# Three white releases



## Reel Estate (Nov 28, 2007)

Started heading south around 4 and arrived at the spur by sunrise with a good friend Bob. Trolled for a bit until the storms rolled in. Headed north with nothing to show yet. Stopped at a small rip and started trolling. Ended the day with quite a few knock downs and three white marlin releases.


----------



## Bodupp (Oct 3, 2007)

Congrats! Apparently you guys know how to feed 'em.


----------



## Magic236 (Oct 1, 2007)

Congrats!


----------



## Chris V (Oct 18, 2007)

Good job!

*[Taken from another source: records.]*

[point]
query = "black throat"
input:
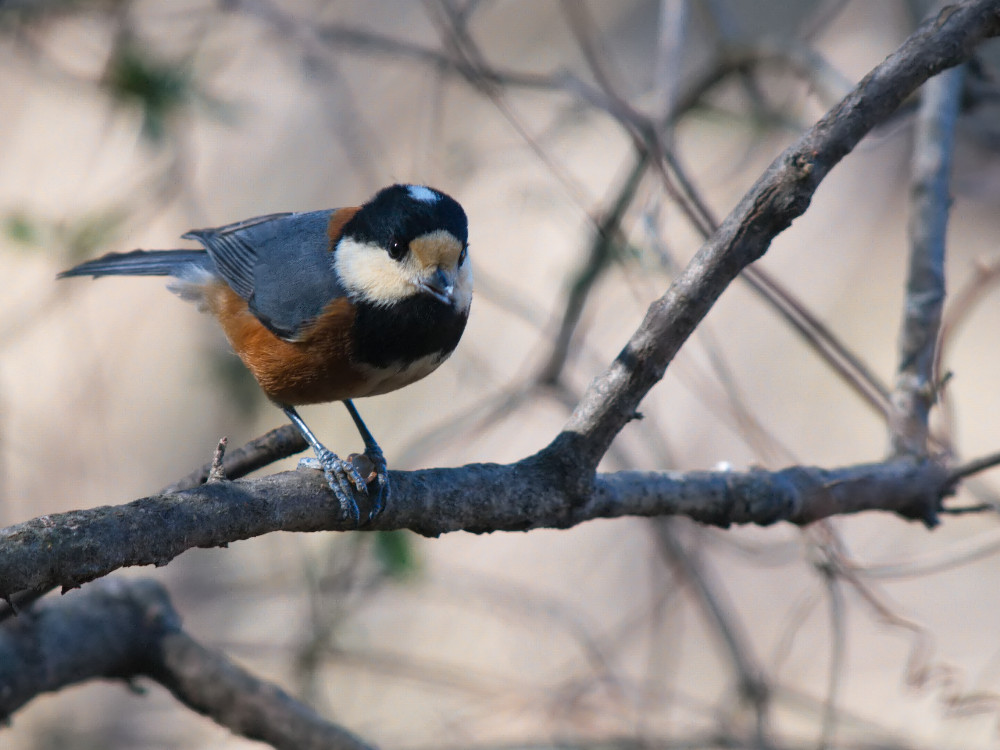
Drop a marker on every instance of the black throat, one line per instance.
(405, 331)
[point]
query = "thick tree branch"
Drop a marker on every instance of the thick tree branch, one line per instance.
(779, 196)
(69, 549)
(275, 445)
(916, 388)
(126, 629)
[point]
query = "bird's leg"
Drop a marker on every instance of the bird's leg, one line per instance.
(375, 454)
(340, 474)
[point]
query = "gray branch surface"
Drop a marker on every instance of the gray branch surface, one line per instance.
(930, 202)
(556, 488)
(69, 549)
(781, 194)
(121, 629)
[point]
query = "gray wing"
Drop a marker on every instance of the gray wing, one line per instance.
(281, 264)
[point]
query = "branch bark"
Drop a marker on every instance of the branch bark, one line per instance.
(127, 629)
(916, 389)
(781, 194)
(69, 549)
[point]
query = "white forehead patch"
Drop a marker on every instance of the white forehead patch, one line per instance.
(423, 194)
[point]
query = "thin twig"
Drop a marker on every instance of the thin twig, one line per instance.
(916, 384)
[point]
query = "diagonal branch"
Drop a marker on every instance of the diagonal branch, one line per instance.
(916, 388)
(69, 549)
(125, 629)
(782, 194)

Ya'll turned a slow day into something anyone would be proud of.


----------



## Realtor (Oct 1, 2007)

KOOL! Someday I'm going to devote time and effort to do (try) this.


----------



## Bravo87 (Jun 19, 2014)

Awesome!


----------



## recess (Oct 8, 2007)

Awesome job . There were 3 good looking lines between the edge and 10 miles south of the nipple that seemed to be where the fish were.


----------



## fishmagician (Jun 4, 2014)

Where they knocking down the ballyhoo???


----------



## PorknBeans (Nov 21, 2007)

Nice! We trolled the nipple to the edge...saw one nice line but didn't see anything except for some small flyers


----------



## Cap'n Davey (Mar 26, 2014)

That's a GREAT day!


----------



## Jason (Oct 2, 2007)

Realtor said:


> KOOL! Someday I'm going to devote time and effort to do (try) this.

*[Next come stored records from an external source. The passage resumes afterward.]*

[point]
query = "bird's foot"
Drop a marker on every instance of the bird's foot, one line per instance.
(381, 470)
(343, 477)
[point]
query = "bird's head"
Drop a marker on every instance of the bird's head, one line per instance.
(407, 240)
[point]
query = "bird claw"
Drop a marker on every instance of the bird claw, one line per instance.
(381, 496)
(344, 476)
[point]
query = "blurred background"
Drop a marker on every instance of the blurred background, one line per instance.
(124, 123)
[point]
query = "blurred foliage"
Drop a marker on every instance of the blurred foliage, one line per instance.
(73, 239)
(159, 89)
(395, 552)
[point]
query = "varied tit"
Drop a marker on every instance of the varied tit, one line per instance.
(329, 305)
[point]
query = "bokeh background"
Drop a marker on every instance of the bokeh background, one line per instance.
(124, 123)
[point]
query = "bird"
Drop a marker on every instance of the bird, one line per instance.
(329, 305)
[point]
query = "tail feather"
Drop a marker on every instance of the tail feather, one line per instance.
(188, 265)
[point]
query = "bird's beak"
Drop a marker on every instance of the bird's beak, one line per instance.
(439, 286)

Jim, you know a big Mako would probably eat the bill off your line brother!!!


That's awesome guys.....:thumbsup:


----------



## purple haze (Sep 2, 2013)

Three whites on the same trip is the way to do it. Makes for a lot of fun on the ride home. A day for you to remember for sure.


----------



## DISANTO (Oct 1, 2007)

Great trip! Y'all are on fire. Keep Bob around, he's good luck!


----------



## cobe killer (Apr 13, 2008)

awesome trip.


----------